We love Hopscotch because of the energy it feeds into the city: it transforms Raleigh into a hotbed of creativity, sound and aspiration. The air is drenched in musical expression, soul, passion and optimism. Hopscotch is a celebration of Raleigh, what it is and what it could be: growing, friendly, inclusive, rooted in a local scene that’s blossomed here for decades, but embracing of up-and-comers and established stars from around the country and the world. Nathan Price, director of the festival, says that there are any number of inputs that instruct the final line-up. “But ultimately, it comes down to artist trajectory and quality, trusting the ears of a group of friends with varied tastes and booking the ones that are sure to deliver a special set,” says Price. For the smaller club shows, the goal is to introduce the audience to a performer who has either been flying under the radar or is in the early stages of their ascent. The headliners are just as varied and curated: In years past, we’ve seen bands that helped pave the way for new genres (like MC50, De La Soul and The Breeders) and acts that are now current bold names on the scene (Run The Jewels, Miguel and St. Vincent come to mind).

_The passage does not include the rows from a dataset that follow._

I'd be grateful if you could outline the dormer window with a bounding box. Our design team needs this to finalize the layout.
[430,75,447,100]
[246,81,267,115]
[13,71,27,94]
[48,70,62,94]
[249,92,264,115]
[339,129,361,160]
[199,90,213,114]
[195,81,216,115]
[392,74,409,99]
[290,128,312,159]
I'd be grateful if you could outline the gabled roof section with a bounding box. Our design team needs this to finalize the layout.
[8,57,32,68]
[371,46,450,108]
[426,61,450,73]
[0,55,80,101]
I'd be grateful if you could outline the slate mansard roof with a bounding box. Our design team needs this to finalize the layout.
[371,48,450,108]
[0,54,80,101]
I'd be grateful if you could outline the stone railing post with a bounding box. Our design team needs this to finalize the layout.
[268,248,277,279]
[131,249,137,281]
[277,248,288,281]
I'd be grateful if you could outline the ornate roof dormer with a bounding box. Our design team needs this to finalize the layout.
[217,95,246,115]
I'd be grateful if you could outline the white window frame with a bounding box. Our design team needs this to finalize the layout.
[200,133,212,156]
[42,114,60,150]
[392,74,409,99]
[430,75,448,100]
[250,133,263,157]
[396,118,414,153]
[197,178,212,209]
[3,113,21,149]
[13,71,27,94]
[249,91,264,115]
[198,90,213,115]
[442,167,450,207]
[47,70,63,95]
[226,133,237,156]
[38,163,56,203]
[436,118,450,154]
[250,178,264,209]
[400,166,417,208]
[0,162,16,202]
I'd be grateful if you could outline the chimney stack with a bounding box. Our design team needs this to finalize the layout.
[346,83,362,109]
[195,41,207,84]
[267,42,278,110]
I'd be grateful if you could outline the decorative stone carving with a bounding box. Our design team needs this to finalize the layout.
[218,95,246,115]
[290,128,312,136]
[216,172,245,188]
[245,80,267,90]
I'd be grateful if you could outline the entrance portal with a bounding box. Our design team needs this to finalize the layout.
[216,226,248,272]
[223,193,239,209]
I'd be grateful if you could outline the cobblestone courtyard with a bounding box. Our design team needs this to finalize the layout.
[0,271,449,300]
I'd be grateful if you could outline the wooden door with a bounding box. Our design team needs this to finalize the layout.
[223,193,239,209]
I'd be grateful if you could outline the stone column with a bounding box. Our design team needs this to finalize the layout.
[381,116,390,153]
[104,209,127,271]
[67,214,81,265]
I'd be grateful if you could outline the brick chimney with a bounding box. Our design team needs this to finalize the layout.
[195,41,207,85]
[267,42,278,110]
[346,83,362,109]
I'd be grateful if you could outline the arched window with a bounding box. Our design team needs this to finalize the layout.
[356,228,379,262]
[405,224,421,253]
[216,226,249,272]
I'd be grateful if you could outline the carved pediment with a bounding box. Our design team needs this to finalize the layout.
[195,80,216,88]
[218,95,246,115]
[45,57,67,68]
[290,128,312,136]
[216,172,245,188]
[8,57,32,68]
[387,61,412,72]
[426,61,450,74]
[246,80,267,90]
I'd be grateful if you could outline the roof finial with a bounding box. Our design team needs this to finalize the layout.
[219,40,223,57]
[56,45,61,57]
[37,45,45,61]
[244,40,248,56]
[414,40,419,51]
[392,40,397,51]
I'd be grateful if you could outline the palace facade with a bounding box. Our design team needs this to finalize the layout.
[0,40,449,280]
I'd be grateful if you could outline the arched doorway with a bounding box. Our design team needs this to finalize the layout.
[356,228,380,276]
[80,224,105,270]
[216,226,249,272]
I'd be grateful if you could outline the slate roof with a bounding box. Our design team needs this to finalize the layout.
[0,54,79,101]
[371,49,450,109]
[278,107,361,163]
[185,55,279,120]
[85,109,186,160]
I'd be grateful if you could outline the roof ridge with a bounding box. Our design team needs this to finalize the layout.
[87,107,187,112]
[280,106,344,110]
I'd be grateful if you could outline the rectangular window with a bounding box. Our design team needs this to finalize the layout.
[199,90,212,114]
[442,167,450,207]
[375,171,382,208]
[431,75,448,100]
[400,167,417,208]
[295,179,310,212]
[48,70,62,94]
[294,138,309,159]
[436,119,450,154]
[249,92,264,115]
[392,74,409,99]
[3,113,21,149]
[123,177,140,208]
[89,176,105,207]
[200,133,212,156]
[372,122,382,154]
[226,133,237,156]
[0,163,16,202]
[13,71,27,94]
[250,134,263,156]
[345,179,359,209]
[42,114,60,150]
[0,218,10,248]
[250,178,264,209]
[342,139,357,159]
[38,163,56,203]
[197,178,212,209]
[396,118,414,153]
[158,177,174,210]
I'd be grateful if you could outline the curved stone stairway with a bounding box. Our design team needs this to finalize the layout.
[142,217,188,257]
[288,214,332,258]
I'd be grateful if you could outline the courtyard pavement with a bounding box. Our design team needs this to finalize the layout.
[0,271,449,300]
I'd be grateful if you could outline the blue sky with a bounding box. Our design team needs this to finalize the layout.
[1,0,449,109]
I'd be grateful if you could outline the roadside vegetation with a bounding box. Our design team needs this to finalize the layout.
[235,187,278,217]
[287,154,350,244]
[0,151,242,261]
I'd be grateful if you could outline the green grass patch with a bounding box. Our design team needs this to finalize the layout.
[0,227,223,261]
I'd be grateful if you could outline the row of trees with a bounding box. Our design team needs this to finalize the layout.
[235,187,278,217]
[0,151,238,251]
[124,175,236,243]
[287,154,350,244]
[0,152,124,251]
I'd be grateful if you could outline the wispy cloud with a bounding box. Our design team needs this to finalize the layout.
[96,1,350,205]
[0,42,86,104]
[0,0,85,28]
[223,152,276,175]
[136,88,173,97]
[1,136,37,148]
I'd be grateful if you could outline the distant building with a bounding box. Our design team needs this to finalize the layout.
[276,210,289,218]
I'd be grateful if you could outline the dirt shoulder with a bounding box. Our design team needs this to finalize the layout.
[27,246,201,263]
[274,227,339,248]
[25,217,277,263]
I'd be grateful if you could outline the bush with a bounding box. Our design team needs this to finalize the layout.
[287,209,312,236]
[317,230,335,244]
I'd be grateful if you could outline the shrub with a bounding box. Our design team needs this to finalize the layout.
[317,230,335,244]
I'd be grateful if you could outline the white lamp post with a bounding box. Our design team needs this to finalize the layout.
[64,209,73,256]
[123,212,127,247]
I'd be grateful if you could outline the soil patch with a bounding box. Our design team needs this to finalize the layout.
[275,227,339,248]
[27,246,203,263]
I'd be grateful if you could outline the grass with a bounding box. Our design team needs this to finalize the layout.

You might just stumble on an act and catch lightning in a bottle. That was the Future Islands set we saw in 2011: We rolled up to Lincoln Theatre and caught one of the most unique and electric performances we’d ever witnessed. Here was a lead singer bounding around the stage, one moment completely wrapped up in himself, alone on a pedestal of contemplation; the next rushing the front row to snarl a lyric into the microphone, inches from a face in the crowd. Performer and audience were possessed; drums pulsed and synths seethed; it seemed more a séance than a show. Fast-forward three years and that same band is on Letterman delighting the Late Night audience and blowing up Twitter.

Over the past ten years, venues have come and gone (hello, Wicked Witch; RIP Tir Na Nog), ownership has changed a few times, and, of course, hundreds of bands have made their way through, but the format and spirit of Hopscotch endures. It seems that the festival grows bigger each year, filling Raleigh with curious and passionate fans that feed local businesses. Under the stewardship of Price and many of the people who have been there from the get-go, Hopscotch still delivers the unique musical-cultural experience that hooked us nearly a decade ago. And the jubilation that accompanies the weekend hasn’t faded—we’re just as giddy about the pending weekend and inquisitive about the line-up as we were for the first one. That’s the point: explore the city, let go of expectations, jump from one genre to another. See bands we love and love bands we’ve never seen before. We expect that by this next Sunday morning, we’ll be filled with the same fantastic combination of exhaustion, satiation and wonder that we’ve felt every year. For that we toast you, Hopscotch: HAPPY 10th!